Growing up I loved watching people like Jackie Chan, and stuntmen in general, perform in movies. They had immense control and craftsmanship in the movement department. Whether they we’re climbing, jumping, fighting or dancing, impossible feats seemed easy, almost effortless. In 2005 I discovered a video of the original “founder” of Parkour, David Bell. He was just a regular guy from France, no special effects, no fancy camera, just a guy with his friends having fun and doing impressive things. From that point I was inspired to get off my computer and to put on my running shoes, my journey began. I practiced climbing, crawling, jumping and running downtown for hours with other young fanatics from a small community. After a few years of practice and hitting an important plateau in terms of my progression, I learned the overall importance and value of strength training and decided to redirect my energy towards overall strength instead of primarily a movement-based approach. During the next few years I refined my body by training competitively in the sport of Olympic Weightlifting as well as my knowledge with the help of my mentors, one of them being John Sutherland.

I meet John in 2014 at the gym I was working in, and this was after suffering from a knee injury because of excessive training a few years prior to that. After a short discussion about his physical prowess, he offered to take on my knee problem. What seemed almost by magic, John was able to get rid of my annoying knee pain within a few minutes. He later explained to me that our bodies react to the loads and demands that are put on it, not only muscularly, but also structurally. Since then John has shared knowledge that has given me the power to mediate the tensions I introduce inadvertently into my body on my quest for physical strength. Working as a full-time strength and conditioning coach for five years now, I have learned that most active people and athletes have a general idea on how to eat, sleep and train. Sadly, very few know how to efficiently maintain their fascia and the overall integrity of their body. That is the main reason I aim to educate clients, and people in general, on how and why fascial tissue matters. Too many individuals suffer from preventable parasitic tensions/pains and at a certain point they just accept that it’s a part of who they are to the point where it can negatively impact their self-confidence and identity, while limiting their day to day activities. Since I was released from my initial knee situation and I could proceed with my training, I have made it my goal to share the liberating powers of Adaptive Bodywork and show people that they don’t have to be victims of their body.

Evgueni Levanov
Evgueni LevanovPractitioner
Adaptive Bodywork Level 1
Olympic Weightlifting Coach at CrossFit
Rachelle Singh
Rachelle SinghPractioner
ABW Practitioner
Soma trainer,
Certified Psoas therapist,
Certified MELT method instructor

Her innate fascination for movement, in all its forms and manifestations, has been a constant source of inspiration that has fueled Rachelle Singh’s success and her ability to excel in multiple domains, from performance artist to somatic educator.

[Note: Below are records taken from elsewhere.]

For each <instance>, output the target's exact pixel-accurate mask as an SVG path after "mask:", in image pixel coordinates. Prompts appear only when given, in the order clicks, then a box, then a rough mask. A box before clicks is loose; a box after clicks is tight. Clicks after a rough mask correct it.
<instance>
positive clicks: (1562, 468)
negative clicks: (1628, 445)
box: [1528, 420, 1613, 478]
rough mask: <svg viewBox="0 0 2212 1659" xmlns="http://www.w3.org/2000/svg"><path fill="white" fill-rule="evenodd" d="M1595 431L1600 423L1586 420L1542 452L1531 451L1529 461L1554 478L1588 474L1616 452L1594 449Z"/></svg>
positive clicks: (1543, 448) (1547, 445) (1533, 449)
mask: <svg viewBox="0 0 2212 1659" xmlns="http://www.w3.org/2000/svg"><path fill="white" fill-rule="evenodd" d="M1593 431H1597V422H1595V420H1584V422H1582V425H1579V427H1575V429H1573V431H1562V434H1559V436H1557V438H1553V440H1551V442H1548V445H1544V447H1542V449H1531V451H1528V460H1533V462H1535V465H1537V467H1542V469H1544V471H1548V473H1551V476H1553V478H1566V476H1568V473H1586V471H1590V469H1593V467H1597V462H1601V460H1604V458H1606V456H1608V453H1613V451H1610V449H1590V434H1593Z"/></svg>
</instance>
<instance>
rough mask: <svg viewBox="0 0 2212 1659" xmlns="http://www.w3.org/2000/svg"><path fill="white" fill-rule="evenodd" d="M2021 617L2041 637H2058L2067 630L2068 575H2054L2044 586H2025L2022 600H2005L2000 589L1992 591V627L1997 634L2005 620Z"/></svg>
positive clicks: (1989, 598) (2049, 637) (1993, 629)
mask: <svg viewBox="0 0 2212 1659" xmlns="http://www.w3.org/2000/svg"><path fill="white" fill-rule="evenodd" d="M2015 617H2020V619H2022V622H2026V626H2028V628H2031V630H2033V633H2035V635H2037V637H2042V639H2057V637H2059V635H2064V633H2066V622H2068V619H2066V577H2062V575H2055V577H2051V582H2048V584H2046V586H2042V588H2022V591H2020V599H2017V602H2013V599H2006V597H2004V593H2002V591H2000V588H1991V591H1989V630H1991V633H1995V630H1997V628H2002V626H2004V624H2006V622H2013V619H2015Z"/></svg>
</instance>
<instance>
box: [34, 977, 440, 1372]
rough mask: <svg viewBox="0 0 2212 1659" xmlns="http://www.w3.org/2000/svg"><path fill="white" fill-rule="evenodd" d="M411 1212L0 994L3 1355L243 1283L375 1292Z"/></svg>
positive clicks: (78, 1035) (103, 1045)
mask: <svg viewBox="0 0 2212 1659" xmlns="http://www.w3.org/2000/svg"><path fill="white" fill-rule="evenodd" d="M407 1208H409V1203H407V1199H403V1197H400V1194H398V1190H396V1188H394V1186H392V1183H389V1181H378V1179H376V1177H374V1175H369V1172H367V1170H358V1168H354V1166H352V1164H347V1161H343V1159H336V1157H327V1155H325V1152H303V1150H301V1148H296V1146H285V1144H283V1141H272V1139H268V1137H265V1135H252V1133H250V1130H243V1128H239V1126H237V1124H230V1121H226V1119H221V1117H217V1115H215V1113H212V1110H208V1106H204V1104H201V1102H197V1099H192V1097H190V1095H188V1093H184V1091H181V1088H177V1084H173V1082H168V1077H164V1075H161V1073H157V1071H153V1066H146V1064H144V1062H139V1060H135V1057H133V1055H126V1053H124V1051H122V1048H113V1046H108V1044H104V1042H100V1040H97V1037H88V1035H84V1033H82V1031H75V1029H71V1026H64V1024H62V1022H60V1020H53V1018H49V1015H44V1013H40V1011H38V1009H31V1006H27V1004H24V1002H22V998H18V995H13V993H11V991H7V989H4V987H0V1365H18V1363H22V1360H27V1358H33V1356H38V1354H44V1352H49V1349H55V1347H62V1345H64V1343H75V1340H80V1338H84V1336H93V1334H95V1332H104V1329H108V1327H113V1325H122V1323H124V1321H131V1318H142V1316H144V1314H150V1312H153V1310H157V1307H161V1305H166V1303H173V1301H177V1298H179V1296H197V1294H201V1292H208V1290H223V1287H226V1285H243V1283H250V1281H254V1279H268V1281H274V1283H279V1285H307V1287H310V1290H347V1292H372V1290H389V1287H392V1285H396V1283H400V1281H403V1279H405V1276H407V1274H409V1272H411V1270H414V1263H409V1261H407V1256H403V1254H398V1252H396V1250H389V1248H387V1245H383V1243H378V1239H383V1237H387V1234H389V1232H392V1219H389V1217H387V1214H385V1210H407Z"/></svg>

In 1998, she received her first yoga instructor certification and has since completed 16 more. The yoga teachers with whom Rachelle has studied extensively include: Richard Freeman, Angela Farmer, Doug Keller, Patricia Walden, Maty Ezraty and Bikram Choudhury.

The link between bodily movement, emotional landscapes, fascia, the psoas, and the nervous system, continue to inform and drive a lively passion for her work.

In addition to teaching yoga and owning yoga studios (www.satyayogastudios.com), Rachelle’s insatiable curiosity has led her to become a certified Soma trainer (www.institutsomatraining.com), a Psoas therapist (www.coreawareness.com), a MELT method instructor (www.meltmethod.com) and an Adaptive Bodywork practitioner (www.adaptivebodywork.com).

A profound sense of of gratitude continues to permeate and animate all of her work. She thrives on facilitating and charismatically participating in her client’s evolutionary process. Rachelle’s articulate way of weaving a healthy dose of science with her infectious sense of humor makes her an incredibly engaging and sought after workshop leader.